A full Spiegeltent join cookery writer Ghillie Basan for a Middle Eastern-inspired Afternoon Tea with Sabrina Ghayour at the Edinburgh Book Festival.

Part of the World on A Plate series, which has been created with author and food and drink entrepreneur Nikki Welch, the food strand at this year’s Book Festival has an irresistible series of events with internationally-renowned chefs who’ve written down their culinary secrets so that we can reproduce them at home; it also includes a range of afternoon teas and tastings.

We’re lucky that Ghayour is with us, as she had cancelled all of her other engagements due to two herniated discs and she noticeably struggles in negotiating the step onto the stage.

With a hugely successful London supper club and a series of bestselling, accessible recipe books including Persiana, Sirocco, and Feasts under her belt, British-Iranian chef and food writer Sabrina Ghayour is fast becoming a new foodie superstar.

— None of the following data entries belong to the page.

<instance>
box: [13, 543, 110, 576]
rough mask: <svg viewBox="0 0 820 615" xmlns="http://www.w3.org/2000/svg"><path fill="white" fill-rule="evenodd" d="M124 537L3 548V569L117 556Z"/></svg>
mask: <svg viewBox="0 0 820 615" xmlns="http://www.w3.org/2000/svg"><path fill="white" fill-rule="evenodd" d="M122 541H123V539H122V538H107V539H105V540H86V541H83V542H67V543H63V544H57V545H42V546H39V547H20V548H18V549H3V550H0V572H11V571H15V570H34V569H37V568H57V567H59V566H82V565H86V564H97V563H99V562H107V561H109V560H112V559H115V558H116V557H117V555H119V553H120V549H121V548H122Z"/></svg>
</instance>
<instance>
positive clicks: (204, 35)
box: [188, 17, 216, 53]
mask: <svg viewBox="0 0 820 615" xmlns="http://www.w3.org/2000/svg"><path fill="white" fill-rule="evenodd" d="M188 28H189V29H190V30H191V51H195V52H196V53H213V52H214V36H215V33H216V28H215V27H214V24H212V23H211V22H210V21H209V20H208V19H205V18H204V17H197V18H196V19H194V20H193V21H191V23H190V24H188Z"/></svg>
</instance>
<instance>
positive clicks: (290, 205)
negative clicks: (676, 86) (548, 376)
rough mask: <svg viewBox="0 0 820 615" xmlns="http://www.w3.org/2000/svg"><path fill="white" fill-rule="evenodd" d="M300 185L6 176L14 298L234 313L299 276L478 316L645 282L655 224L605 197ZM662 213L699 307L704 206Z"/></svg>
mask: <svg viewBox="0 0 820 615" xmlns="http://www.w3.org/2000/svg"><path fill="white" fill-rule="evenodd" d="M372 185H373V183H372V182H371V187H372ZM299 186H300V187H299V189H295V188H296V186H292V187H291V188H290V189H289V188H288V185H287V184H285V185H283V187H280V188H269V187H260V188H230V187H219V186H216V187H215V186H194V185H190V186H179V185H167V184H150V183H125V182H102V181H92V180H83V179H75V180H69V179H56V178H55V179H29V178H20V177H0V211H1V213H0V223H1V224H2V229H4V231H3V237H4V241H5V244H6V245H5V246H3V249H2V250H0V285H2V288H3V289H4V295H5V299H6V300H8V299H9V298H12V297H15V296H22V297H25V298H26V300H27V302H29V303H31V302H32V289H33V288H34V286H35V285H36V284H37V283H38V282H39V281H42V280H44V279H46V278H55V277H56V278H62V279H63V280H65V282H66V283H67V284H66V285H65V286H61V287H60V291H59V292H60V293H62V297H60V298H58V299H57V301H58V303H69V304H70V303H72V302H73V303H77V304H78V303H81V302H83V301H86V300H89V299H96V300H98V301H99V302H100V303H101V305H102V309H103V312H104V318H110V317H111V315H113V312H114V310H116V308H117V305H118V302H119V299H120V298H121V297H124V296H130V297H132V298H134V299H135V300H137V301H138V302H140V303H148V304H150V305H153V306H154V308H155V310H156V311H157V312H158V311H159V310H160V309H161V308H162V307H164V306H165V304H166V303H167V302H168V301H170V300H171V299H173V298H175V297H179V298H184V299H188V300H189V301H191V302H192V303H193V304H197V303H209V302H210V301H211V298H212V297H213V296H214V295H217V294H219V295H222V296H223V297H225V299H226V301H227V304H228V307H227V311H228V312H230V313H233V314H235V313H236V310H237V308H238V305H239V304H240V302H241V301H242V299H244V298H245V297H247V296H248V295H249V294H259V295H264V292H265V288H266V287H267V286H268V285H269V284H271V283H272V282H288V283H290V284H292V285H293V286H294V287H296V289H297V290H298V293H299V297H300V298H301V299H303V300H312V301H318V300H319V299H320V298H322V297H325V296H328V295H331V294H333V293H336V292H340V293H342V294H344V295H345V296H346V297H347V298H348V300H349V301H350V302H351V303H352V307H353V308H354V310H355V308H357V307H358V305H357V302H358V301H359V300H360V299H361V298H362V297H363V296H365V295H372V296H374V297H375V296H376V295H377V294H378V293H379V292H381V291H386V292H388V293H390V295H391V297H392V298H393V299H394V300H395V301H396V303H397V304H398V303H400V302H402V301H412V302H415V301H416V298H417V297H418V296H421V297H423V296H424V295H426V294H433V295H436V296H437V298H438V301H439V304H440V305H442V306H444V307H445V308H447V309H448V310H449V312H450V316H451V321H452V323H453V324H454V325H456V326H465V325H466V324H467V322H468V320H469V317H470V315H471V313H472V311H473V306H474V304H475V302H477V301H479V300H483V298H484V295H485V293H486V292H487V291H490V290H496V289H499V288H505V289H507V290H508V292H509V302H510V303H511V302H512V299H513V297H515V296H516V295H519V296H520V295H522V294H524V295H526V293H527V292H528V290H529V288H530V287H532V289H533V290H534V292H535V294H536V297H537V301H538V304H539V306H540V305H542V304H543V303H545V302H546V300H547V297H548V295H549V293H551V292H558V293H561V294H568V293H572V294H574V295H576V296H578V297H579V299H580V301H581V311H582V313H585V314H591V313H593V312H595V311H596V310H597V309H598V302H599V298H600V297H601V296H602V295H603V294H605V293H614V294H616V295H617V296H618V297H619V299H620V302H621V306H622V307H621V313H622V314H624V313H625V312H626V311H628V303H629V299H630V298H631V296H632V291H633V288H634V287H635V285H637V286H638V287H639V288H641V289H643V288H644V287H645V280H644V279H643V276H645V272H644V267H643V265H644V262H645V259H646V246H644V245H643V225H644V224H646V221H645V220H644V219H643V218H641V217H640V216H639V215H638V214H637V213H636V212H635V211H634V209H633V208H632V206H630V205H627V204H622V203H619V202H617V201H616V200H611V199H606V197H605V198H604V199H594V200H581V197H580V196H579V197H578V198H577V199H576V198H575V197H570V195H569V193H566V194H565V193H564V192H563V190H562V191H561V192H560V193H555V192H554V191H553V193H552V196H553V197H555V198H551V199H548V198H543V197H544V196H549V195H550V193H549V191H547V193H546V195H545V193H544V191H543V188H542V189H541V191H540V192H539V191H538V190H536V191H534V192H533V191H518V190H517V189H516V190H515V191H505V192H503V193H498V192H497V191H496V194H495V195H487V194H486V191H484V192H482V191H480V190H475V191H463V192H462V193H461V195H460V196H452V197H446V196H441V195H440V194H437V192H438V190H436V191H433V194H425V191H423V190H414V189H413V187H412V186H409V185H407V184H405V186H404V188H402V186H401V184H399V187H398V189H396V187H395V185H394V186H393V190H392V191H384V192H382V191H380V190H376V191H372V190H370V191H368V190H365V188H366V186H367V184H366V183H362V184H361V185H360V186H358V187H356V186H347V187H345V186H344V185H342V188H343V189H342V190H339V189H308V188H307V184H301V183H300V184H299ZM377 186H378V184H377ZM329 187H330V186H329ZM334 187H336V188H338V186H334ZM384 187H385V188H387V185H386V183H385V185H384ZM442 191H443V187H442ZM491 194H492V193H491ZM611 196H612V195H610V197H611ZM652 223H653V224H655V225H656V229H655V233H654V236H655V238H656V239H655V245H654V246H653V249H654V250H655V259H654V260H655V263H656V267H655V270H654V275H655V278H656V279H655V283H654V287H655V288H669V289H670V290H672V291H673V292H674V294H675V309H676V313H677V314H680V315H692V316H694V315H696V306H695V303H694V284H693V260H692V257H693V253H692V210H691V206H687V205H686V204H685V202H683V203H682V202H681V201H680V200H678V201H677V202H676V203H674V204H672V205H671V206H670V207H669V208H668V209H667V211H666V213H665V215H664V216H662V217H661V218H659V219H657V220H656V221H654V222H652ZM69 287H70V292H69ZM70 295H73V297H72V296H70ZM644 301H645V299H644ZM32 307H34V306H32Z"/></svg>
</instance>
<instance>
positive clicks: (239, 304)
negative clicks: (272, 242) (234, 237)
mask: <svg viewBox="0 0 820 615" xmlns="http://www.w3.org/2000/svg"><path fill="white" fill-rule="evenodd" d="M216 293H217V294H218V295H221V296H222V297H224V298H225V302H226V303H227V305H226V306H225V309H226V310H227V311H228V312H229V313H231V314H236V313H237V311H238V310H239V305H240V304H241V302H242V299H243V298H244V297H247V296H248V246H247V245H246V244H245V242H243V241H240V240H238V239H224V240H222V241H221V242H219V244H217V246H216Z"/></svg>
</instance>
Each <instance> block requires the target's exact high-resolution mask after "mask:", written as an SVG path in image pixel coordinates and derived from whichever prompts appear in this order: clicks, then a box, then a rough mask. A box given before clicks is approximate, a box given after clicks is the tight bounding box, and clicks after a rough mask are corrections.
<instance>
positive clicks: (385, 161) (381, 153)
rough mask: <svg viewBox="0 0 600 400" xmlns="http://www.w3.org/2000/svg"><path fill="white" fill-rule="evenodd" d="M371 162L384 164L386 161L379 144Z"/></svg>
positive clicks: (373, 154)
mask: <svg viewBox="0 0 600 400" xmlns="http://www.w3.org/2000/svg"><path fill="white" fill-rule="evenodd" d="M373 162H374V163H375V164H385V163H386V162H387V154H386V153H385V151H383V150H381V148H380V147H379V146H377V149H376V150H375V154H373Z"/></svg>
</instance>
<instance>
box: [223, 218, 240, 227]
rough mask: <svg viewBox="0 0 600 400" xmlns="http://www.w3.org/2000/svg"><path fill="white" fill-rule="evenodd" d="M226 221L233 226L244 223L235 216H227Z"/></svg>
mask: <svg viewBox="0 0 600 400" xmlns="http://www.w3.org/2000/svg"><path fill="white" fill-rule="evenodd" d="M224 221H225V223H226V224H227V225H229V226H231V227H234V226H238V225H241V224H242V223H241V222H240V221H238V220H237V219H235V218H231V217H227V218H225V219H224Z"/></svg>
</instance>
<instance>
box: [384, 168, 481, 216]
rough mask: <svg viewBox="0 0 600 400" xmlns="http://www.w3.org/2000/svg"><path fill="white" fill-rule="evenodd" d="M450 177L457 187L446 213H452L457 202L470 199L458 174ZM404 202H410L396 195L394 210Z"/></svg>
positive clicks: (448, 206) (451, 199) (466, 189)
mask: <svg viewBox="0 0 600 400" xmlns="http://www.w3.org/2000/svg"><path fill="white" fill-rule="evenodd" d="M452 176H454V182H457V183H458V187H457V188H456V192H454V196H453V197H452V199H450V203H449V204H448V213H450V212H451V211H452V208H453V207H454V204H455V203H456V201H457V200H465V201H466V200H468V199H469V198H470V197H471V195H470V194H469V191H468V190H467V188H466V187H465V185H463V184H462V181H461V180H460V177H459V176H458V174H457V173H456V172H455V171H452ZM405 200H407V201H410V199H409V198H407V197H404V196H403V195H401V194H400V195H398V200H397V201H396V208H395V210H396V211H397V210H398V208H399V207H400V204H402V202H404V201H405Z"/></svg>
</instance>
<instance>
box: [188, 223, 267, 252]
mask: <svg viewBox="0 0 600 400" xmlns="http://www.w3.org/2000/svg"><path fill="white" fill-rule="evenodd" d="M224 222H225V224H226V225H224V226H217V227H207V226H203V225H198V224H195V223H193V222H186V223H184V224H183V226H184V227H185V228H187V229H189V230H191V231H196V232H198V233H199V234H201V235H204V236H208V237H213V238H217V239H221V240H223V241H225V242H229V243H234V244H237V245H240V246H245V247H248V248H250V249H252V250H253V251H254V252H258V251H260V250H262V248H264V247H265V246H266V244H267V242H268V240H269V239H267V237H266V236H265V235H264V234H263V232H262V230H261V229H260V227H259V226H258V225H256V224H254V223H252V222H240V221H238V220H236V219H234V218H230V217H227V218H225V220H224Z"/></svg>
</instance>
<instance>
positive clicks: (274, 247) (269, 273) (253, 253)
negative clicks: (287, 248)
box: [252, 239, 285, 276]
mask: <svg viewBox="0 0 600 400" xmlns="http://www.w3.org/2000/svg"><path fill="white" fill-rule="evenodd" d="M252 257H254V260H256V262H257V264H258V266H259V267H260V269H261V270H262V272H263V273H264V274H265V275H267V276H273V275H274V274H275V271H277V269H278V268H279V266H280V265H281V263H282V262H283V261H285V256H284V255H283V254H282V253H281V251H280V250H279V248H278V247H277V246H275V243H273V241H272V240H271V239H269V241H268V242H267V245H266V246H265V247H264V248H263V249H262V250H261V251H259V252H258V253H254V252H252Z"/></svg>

Her new book Bazaar makes the magic of Middle Eastern veggie cooking easy for anyone to achieve – an interesting statement coming from a self-confessed ‘flag-waving carnivore.’ She says of Bazaar that she has written it for meat-eaters who need more help.

Basan guides the audience through Ghayour’s journey from her supper clubs, which came about from a need to make money after being made redundant in a marketing job in the hospitality industry in 2011, and a chance meeting with a guest at one of her supper clubs, which has resulted in her subsequent four book deals.

We learn how she has come to cooking, despite her mother being a hopeless cook – which she explains is unusual for a woman in her culture.  It was her grandmother’s sister, who was “quite the cook” who shared some of her knowledge.

Ghayour’s recipes are simple, flavourful, easy and accessible.  She uses the same herbs and spices in her recipes and she says she’ll never have you buying a jar of something that you then find out has only ever been used once when you finally get to clear out your cupboards.

This enthusiastic, ‘new queen of Eastern cooking’ will have you salivating over her sumptuously simple recipes and she has made me want to search out the dish that would be her last supper, Ghormeh Sabzi, a Persian Herb Stew made with fenugreek. I might, however, seek out a restaurant that serves this rather than attempting it myself, as an Iranian lady sitting at my table, says the herb smell will linger in your hair and kitchen for weeks after the event.